If it is the intake gasket BUT the car is running fine then you might be able to just keep going (as long as it is running fine). BUT - one way that an intake manifold can leak involves having coolant getting into the engine and mixing with the oil. IF that is happening then you are not likely to make it 6 mos. Get the full story from the shop and post it. Pull you oil cap and your dipstick and look for signs that the oil is contaminated by coolant/water (brown, milky appearance to the oil).
Don’t bother if your are dumping the car.
The gasket’s main purpose is to seal the surfaces between the cylinder head and the intake manifold to prevent air from leaking in and coolant from leaking into the air passages or out of the car. Some cars have had a history of problems with his gasket, but your car is not one of them.
The code is most likely for a vacuum leak detected. With the age of the car, I’d check the condition of the vacuum lines before condemning the intake manifold gasket. The diagnosis you got would greatly depend on what they checked. If the car is running fine, I have my doubts about the intake gasket.

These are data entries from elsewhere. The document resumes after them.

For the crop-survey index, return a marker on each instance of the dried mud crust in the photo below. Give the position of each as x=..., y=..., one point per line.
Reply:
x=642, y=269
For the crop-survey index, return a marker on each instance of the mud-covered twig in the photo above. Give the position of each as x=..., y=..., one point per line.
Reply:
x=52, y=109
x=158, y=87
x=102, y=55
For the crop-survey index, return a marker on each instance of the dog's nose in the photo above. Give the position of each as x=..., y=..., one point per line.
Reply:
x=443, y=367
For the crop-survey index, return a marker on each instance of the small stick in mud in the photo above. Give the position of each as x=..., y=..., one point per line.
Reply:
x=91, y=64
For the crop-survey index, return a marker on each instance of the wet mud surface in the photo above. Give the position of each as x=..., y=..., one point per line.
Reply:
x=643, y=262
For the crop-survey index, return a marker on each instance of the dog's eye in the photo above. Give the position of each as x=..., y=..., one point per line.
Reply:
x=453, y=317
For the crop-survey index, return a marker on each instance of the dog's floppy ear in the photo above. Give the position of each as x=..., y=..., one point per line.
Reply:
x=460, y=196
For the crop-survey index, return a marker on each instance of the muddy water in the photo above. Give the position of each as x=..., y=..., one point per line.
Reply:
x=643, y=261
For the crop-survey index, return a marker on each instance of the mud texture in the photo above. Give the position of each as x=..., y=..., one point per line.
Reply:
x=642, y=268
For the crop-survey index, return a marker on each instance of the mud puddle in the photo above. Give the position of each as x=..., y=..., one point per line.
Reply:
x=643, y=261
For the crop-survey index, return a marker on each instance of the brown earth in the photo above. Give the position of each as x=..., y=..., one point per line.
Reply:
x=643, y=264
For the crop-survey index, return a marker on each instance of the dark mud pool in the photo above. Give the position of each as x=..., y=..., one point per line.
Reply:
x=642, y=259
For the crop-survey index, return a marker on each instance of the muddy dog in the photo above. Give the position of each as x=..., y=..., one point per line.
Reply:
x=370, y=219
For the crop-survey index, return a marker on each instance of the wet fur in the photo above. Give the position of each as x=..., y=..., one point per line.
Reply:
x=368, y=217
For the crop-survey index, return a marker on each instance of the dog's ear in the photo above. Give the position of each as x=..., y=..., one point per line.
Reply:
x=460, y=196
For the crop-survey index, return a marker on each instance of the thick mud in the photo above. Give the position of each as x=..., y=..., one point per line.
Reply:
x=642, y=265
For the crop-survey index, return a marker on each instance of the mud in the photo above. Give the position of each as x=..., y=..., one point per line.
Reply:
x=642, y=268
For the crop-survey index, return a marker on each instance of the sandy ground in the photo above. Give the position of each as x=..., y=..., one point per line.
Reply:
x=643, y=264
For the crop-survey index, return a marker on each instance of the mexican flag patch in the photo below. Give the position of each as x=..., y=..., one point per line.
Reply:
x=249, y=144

A bad and leaking gasket would cause driveability or idle problems.
Until the car starts running bad, and since your trading it in soon, I’d ignore it.
The code is P0171
This is what they typed up: “LEAN MIXTURE NEEDS INTAKE GASKET CAUSING VACCUM LEAK”
I don’t know how they verified it. Car has 140k miles by the way. How much would it cost to check the vaccuum lines?
You might have a look at these so that you understand a bit of what is going on with the codes:
You really do want to have the shop explain exactly what they did to verify the intake manifold leak since, as you will see, the list of possible problems is long. You might use it as a check list: “Did you check…, and what about…?” etc. If the car seems to be running fine, then I’d be very suspicious of the intake manifold diagnosis.
With just the most basic of mechanical skill you could pretty easily clean your own mass airflow (MAF) sensor. All you’d likely need is a screwdriver and a can of MAF sensor cleaner. (Might do no good, but as long as you don’t damage it, can’t hurt). Some of the rest of the stuff can also be checked without too much trouble.